К аэродрому подходили по своим расчётам и по картинке на локаторе. Связь с диспетчером держали на УКВ, за 15 – 10 километров увидев полосу, заходили с прямой на курс посадки 77 градусов, оставляя на снижении горную цепь справа. Диспетчер, увидев наши включённые фары, давал разрешение на посадку. Если видимость была ограниченная дымкой, выходили на аэродром на высоте 1000 метров, рядом была гора высотой 505 метров, увидев под собой полосу, делали малый круг со снижением и производили посадку. Приземляли корабль в начале полосы, стремясь как можно мягче касаться бетона. На пробеге была сильная тряска из-за неровных заплаток, где были воронки. Но Ту-154 и не такое выдерживал.
Заруливали на стоянку осторожно, чтобы не задеть куски бетона и не попасть в ямы от снарядов, они были обозначены флажками.
Первыми рейсами доставляли медикаменты, палатки, пищу и всё необходимое. Вернулись так же некоторые работники посольства и специалисты.
Кругом были следы войны, разбитая техника, разрушенные дома. Вилла, где жили экипажи, была тоже разрушена до основания. Так что выезд экипажа на пляж спас их от неминуемой гибели.
И, тем не менее, мы продолжали полёты в Аден, так как в лётном отряде было много рейсов с эстафетой в этой стране. С Адена мы продолжали рейсы в Сомали, Кению, Танзанию, Мозамбик, Мадагаскар и Эфиопию.
Ночная посадка по кострам.
Опыт – основа надёжности полёта.
Массовый героизм гражданских лётчиков
В годы ВОВ (1941 – 1945 гг.)
Вскоре после этих событий я попал ещё в одну непредсказуемую ситуацию в Адене.
Дело было так. Мы возвращались из Дар-эс- Салама, столицы Танзании, погода была хорошая, но в районе экватора мы встретились с тропическим фронтом. Он заставил нас уйти от восточных берегов Африки в Индийский океан, где мы благополучно обошли грозы и взяли курс на Могадишо. На борьбу с грозной небесной стихией у нас ушло двадцать минут лётного времени. После пролёта Могадишо полёт был спокоен в чистом безоблачном небе. С юга на север пересекли Сомали, под нами Бербера – сомалийский морской порт, что на юге Аденского залива. На другой стороне залива город Аден, в сторону которого мы начали снижение.
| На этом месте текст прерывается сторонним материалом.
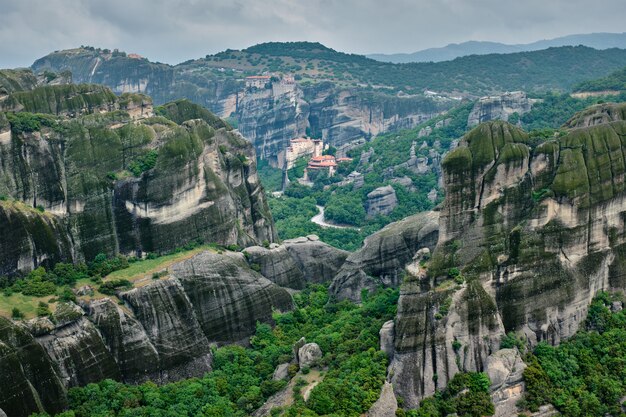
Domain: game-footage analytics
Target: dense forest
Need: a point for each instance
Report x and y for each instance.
(615, 81)
(550, 69)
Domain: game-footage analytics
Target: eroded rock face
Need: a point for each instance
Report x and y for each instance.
(386, 335)
(536, 231)
(277, 265)
(499, 107)
(163, 332)
(29, 382)
(381, 201)
(227, 297)
(309, 354)
(505, 369)
(384, 255)
(194, 180)
(297, 261)
(268, 117)
(318, 261)
(386, 405)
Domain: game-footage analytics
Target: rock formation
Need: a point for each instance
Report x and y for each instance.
(499, 107)
(309, 354)
(381, 201)
(162, 332)
(535, 229)
(297, 262)
(107, 177)
(268, 117)
(384, 255)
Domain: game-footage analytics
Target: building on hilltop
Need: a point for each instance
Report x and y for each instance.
(257, 81)
(288, 79)
(322, 162)
(302, 147)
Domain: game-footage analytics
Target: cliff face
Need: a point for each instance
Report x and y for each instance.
(384, 256)
(162, 332)
(111, 178)
(297, 262)
(536, 229)
(121, 73)
(269, 118)
(499, 107)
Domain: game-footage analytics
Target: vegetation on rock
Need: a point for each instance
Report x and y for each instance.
(241, 380)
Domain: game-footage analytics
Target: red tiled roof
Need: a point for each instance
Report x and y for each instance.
(323, 158)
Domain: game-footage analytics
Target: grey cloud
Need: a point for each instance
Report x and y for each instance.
(175, 30)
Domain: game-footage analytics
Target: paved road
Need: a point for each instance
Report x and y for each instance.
(319, 219)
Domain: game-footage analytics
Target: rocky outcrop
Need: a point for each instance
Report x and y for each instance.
(381, 201)
(535, 230)
(268, 117)
(297, 262)
(386, 405)
(386, 335)
(505, 369)
(108, 184)
(29, 382)
(30, 237)
(598, 114)
(277, 265)
(318, 261)
(162, 332)
(384, 255)
(309, 354)
(499, 107)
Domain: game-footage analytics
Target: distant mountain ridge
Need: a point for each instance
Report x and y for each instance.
(456, 50)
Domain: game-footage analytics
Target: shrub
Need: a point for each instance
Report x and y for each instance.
(111, 287)
(16, 313)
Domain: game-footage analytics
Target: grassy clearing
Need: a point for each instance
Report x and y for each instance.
(146, 267)
(26, 304)
(139, 273)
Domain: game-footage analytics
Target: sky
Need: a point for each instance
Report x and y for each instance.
(173, 31)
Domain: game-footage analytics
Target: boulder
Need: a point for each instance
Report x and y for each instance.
(381, 201)
(281, 372)
(386, 338)
(505, 369)
(309, 354)
(499, 107)
(296, 347)
(40, 326)
(318, 261)
(277, 265)
(386, 405)
(384, 255)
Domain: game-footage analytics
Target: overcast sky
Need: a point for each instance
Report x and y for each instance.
(176, 30)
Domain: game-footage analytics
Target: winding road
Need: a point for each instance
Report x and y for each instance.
(319, 219)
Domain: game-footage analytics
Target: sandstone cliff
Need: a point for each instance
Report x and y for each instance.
(269, 117)
(161, 331)
(108, 177)
(384, 256)
(535, 228)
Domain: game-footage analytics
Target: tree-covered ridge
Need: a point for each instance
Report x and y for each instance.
(182, 110)
(352, 369)
(551, 69)
(584, 375)
(615, 81)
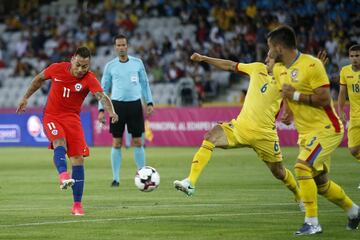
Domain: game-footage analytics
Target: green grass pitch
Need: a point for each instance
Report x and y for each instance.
(236, 198)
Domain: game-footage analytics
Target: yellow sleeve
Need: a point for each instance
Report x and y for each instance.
(342, 77)
(275, 72)
(247, 68)
(319, 76)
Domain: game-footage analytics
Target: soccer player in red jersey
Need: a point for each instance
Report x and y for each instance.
(70, 84)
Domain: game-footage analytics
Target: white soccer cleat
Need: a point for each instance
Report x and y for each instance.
(309, 229)
(184, 186)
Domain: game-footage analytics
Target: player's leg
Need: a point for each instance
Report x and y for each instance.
(310, 150)
(219, 136)
(116, 160)
(335, 194)
(60, 162)
(56, 135)
(270, 153)
(78, 175)
(136, 127)
(354, 140)
(285, 175)
(77, 150)
(308, 189)
(355, 151)
(139, 152)
(127, 138)
(117, 131)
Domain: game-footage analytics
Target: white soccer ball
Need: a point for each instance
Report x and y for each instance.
(147, 179)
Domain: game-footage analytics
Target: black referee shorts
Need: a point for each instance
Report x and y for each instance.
(131, 114)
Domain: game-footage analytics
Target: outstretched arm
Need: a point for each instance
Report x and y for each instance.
(106, 102)
(320, 98)
(223, 64)
(341, 103)
(36, 83)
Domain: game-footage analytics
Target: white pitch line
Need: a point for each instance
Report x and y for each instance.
(153, 206)
(146, 218)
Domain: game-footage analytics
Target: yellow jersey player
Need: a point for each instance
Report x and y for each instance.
(350, 84)
(305, 87)
(254, 127)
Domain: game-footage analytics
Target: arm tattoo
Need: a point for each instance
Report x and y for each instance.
(35, 84)
(105, 101)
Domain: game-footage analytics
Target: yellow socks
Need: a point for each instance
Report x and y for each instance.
(308, 189)
(335, 194)
(200, 160)
(291, 184)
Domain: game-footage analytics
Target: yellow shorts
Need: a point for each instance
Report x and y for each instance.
(267, 150)
(354, 133)
(316, 149)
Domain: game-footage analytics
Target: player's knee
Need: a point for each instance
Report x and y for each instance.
(116, 143)
(355, 152)
(321, 179)
(302, 171)
(59, 142)
(77, 160)
(278, 171)
(213, 134)
(137, 142)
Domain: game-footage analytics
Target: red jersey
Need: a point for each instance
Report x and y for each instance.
(67, 93)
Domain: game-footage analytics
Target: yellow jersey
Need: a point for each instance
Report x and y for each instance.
(262, 102)
(306, 74)
(351, 79)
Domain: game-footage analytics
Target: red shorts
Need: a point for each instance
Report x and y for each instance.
(68, 127)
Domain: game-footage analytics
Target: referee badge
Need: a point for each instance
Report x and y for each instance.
(78, 87)
(293, 75)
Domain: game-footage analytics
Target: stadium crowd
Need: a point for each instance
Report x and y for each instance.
(229, 29)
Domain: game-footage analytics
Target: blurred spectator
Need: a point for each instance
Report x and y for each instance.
(22, 69)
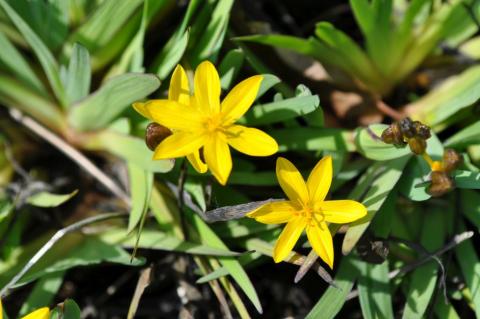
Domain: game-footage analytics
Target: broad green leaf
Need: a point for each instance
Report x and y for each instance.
(466, 179)
(45, 57)
(129, 148)
(211, 38)
(79, 74)
(386, 176)
(374, 290)
(313, 139)
(15, 62)
(468, 135)
(424, 278)
(73, 250)
(229, 68)
(370, 145)
(451, 96)
(141, 183)
(334, 298)
(71, 310)
(280, 111)
(16, 95)
(46, 199)
(234, 267)
(43, 292)
(102, 106)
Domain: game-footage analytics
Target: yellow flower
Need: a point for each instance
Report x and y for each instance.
(307, 209)
(201, 122)
(42, 313)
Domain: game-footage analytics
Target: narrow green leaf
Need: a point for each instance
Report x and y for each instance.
(424, 278)
(129, 148)
(45, 57)
(79, 74)
(141, 183)
(386, 176)
(234, 267)
(46, 199)
(334, 298)
(102, 106)
(280, 111)
(370, 145)
(374, 291)
(43, 292)
(229, 67)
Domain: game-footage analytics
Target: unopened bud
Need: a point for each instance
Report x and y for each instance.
(155, 134)
(441, 183)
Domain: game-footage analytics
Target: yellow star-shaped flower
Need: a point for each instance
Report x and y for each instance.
(307, 209)
(201, 123)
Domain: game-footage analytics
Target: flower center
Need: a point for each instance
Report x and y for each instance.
(213, 124)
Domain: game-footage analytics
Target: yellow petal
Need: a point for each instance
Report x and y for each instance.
(179, 89)
(197, 163)
(42, 313)
(140, 108)
(320, 179)
(321, 241)
(251, 141)
(342, 211)
(291, 181)
(288, 238)
(240, 98)
(218, 158)
(178, 145)
(207, 87)
(174, 115)
(274, 213)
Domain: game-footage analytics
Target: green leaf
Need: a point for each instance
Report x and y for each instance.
(141, 183)
(313, 139)
(451, 96)
(45, 57)
(229, 68)
(102, 106)
(280, 111)
(46, 199)
(332, 301)
(15, 63)
(234, 267)
(79, 74)
(374, 291)
(370, 145)
(71, 310)
(424, 278)
(468, 135)
(129, 148)
(386, 176)
(43, 292)
(211, 38)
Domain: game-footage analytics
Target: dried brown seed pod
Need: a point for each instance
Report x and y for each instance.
(155, 134)
(417, 145)
(393, 135)
(441, 183)
(451, 160)
(422, 130)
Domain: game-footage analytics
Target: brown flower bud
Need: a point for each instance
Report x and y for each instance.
(451, 160)
(393, 135)
(441, 183)
(422, 130)
(407, 128)
(155, 134)
(417, 145)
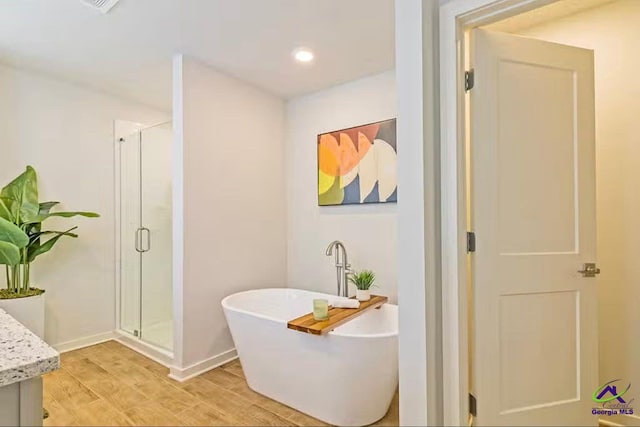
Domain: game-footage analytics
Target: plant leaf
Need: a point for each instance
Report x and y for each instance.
(21, 196)
(11, 233)
(36, 249)
(38, 234)
(72, 214)
(43, 217)
(45, 207)
(9, 254)
(5, 212)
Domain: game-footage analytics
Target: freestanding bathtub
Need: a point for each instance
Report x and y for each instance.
(347, 377)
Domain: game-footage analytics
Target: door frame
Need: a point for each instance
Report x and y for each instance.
(456, 18)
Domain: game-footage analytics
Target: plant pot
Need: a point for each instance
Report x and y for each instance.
(29, 311)
(362, 295)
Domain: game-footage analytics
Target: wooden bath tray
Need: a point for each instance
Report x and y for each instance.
(337, 317)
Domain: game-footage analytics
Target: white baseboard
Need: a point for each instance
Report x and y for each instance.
(184, 374)
(84, 342)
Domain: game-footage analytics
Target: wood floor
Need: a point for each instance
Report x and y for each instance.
(110, 385)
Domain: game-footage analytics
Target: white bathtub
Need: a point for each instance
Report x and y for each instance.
(347, 377)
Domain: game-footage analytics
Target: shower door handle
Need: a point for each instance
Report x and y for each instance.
(148, 239)
(138, 240)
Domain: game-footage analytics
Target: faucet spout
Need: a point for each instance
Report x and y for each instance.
(342, 266)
Вечерело. Солнце скатывалось на край неба. Светлого времени, по докладу штурмана Фёдора Преснякова, оставалось полтора часа. Мы спешили. Снижались на максимальной скорости, зная, что экипаж, который сменит нас, должен взлететь засветло. Ночью аэродром не работал.
На посадку заходили кратчайшим путём. Пролетели между вершиной застывшего вулкана высотой 505 метров, находившего справа от нас, и цепью отдельных гор слева. Со снижением подошли к створу посадочной полосы, довернулись вправо на курс посадки 77 градусов. Высота 200 метров, удаление до бетона четыре километра. Всё готово к посадке, но, увы…. На полосе самолёт, который приземлился минут за пять перед нами.
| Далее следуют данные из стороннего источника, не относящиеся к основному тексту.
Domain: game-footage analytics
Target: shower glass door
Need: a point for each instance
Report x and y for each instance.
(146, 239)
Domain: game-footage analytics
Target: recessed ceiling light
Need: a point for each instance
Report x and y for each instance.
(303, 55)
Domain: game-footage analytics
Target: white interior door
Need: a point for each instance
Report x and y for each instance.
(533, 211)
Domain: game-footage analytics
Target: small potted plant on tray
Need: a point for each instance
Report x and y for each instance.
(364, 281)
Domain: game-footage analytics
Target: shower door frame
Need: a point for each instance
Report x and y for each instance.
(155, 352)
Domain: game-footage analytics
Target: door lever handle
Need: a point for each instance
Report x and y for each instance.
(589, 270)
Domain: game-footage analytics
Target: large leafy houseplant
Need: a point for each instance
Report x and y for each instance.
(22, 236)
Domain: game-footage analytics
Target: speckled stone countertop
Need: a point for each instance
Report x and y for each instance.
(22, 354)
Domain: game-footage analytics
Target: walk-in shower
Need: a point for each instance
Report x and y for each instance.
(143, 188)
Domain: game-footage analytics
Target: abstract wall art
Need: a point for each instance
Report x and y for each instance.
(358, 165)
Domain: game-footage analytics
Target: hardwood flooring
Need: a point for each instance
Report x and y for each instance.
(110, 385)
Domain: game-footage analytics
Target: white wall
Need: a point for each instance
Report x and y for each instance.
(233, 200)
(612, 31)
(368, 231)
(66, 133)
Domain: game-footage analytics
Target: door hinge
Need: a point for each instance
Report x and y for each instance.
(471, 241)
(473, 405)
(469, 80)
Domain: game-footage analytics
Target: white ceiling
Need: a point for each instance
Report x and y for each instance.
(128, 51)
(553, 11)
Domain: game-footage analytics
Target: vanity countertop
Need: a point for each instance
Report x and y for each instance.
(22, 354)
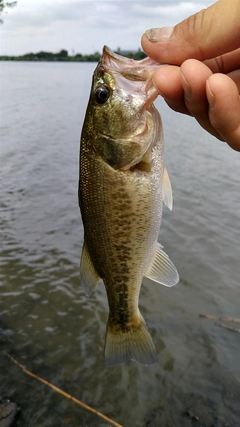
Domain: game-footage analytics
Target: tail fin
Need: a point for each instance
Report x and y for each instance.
(132, 344)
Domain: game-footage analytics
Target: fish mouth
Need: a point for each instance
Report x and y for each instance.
(133, 71)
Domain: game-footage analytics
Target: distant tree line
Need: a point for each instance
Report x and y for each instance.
(64, 56)
(6, 4)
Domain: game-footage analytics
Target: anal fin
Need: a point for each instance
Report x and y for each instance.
(88, 275)
(161, 269)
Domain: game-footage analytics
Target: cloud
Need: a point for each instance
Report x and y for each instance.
(85, 26)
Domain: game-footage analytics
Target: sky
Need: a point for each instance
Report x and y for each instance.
(84, 26)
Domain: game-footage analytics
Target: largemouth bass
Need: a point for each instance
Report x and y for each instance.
(123, 183)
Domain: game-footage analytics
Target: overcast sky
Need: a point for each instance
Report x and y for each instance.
(84, 26)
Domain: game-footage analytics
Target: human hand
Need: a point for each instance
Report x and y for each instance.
(208, 86)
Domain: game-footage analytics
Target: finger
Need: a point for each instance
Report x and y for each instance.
(194, 75)
(224, 63)
(224, 110)
(207, 34)
(235, 76)
(167, 80)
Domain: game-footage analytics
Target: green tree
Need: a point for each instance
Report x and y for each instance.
(4, 4)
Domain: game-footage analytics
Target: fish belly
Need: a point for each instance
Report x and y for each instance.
(121, 212)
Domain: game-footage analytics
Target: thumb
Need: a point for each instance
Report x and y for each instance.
(207, 34)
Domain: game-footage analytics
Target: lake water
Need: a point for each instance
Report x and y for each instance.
(48, 324)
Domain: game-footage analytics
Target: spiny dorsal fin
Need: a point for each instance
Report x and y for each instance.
(167, 189)
(88, 275)
(161, 269)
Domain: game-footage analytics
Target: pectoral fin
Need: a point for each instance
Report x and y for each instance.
(88, 275)
(161, 269)
(167, 189)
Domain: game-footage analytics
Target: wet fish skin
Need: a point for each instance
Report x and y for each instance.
(121, 190)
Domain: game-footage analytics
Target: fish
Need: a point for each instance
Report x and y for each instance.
(123, 183)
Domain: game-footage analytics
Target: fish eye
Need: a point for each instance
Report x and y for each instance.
(101, 94)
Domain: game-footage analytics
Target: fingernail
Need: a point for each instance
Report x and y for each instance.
(210, 96)
(159, 34)
(186, 87)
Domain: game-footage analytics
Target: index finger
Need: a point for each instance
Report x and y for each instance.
(207, 34)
Слышим команду: - Су – 448 уходите на повторный круг, самолёт Боинг-727 на полосе. Пролетая над полосой, мы увидели, на средине полосы Боинг сошёл левой тележкой колёс с бетона и застрял в грунте, высоко подняв правую часть крыла над полосой.
- Наверно потерял направление из-за неровностей на полосе, сделал своё предположение штурман.
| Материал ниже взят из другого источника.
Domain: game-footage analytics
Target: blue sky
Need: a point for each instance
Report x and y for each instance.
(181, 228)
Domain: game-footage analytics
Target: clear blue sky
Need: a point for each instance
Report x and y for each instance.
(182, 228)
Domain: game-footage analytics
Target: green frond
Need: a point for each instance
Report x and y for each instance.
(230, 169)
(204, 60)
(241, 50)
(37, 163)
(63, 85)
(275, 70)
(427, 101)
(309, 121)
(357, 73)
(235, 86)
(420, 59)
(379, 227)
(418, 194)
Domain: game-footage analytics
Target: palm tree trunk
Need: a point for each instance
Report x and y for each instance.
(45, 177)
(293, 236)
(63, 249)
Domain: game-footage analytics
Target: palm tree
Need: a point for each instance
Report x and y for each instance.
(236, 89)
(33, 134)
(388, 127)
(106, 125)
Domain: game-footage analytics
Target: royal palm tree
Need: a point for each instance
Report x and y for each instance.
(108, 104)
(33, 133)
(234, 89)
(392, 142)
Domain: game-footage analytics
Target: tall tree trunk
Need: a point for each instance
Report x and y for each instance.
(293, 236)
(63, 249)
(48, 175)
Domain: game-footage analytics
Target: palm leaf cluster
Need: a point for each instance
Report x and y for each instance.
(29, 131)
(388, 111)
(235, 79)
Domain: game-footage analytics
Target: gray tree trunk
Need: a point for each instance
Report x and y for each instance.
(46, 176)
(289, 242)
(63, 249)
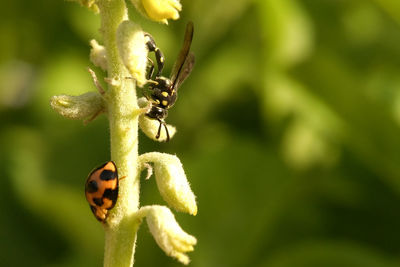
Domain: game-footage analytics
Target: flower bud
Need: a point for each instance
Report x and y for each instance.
(98, 55)
(168, 234)
(171, 181)
(133, 50)
(159, 10)
(80, 107)
(90, 4)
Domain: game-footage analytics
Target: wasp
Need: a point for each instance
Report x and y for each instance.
(163, 91)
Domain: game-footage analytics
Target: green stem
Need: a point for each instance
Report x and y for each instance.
(121, 225)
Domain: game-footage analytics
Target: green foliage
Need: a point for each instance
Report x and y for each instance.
(288, 129)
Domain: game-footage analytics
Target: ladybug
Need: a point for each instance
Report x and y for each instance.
(101, 189)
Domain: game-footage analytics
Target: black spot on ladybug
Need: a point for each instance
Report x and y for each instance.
(93, 208)
(111, 194)
(98, 201)
(107, 175)
(92, 187)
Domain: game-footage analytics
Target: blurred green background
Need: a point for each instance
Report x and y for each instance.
(288, 129)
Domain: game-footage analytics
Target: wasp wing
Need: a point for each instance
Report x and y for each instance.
(183, 54)
(185, 71)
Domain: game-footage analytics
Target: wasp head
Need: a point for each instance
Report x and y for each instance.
(157, 113)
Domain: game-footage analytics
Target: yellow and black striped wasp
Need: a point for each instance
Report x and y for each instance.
(163, 91)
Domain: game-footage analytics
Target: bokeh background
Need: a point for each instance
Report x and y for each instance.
(288, 129)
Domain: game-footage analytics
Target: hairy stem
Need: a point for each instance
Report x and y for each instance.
(121, 225)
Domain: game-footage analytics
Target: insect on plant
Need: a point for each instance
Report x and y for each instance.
(163, 91)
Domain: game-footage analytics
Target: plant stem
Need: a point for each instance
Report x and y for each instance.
(121, 225)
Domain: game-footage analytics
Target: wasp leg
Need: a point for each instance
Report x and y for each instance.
(162, 123)
(166, 130)
(151, 70)
(151, 45)
(159, 129)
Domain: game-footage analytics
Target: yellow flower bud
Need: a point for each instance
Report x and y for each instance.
(171, 181)
(133, 50)
(98, 55)
(80, 107)
(167, 233)
(159, 10)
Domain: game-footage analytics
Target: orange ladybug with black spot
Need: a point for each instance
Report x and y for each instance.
(101, 189)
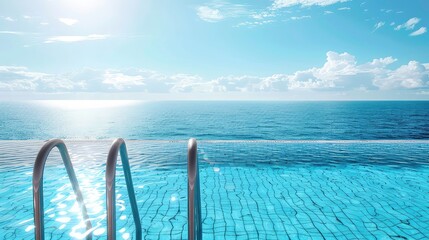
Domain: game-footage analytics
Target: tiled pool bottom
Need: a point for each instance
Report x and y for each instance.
(250, 190)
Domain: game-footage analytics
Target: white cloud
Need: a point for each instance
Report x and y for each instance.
(378, 25)
(209, 14)
(68, 21)
(412, 75)
(70, 39)
(122, 81)
(264, 14)
(420, 31)
(253, 23)
(409, 25)
(13, 78)
(305, 3)
(12, 32)
(300, 17)
(340, 72)
(9, 19)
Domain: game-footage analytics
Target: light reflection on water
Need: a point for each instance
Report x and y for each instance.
(281, 180)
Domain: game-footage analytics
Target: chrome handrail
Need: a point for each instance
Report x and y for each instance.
(38, 170)
(119, 145)
(194, 199)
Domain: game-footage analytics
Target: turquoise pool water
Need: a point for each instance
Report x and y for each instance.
(250, 190)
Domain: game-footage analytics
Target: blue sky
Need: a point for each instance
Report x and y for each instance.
(265, 49)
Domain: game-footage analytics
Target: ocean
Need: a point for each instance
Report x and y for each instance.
(216, 120)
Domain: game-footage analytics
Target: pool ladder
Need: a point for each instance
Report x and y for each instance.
(194, 196)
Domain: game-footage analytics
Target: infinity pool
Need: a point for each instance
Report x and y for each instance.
(249, 190)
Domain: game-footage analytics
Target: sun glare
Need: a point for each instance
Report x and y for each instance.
(87, 104)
Мы выполнили три круга, уже и пассажиров с Боинга увезли и буксир у самолёта, но самолёт, на том же месте, по-видимому, застрял основательно.
Расход топлива, на малой высоте увеличенный и штурман с бортинженером Валентином Бетениным начали беспокоиться. Фёдор заявил: - Командир, нужно уходить, топлива только до запасного аэродрома. Хотя на моём приборе, суммарного топлива на борту, был ещё запас. Но как говорил осторожный инженер, показания эти с погрешностью, прибор завышает.
Однако сколько времени придётся кружиться над аэродромом неизвестно, да и земля не даёт чёткого ответа. Поэтому рисковать было незачем, и мы взяли курс на запасной аэродром Джибути.
Лететь всего 250 километров. Заняли эшелон 180 (5500м) и летим. Слышим: Су-448, вас вызывает Аден.
-Женя, ответь, что они хотят узнать? Обратился я ко второму пилоту Евгению Симакову.
-Аден, я Су-448 слушаю вас - ответил он.
И уже на русском языке слышим: - Су-448 говорит Валерий Прокопов (наш представитель Аэрофлота). Командир, просим вас, после дозаправки возвращаться в Аден. Полосу освободят, огни на полосе будут, аэродром примет вас. У нас тяжело больной работник посольства, у него было ранение, после операции осложнение, его срочно необходимо отправить в Москву.
-Аден, я Су-448, ждите, через полтора часа будем у вас, ответил я ему.
Мы снижались, готовились к посадке. Фёдор Пресняков продиктовал диспетчеру в Джибути план полёта на обратный полёт в Аден, запасным аэродромом назначил Джибути и обратный эшелон 170 (5100м). Попросил так же Джибути ускорить заправку топливом, два трапа и пожарную машину к самолёту, так как пассажиров высаживать не будем.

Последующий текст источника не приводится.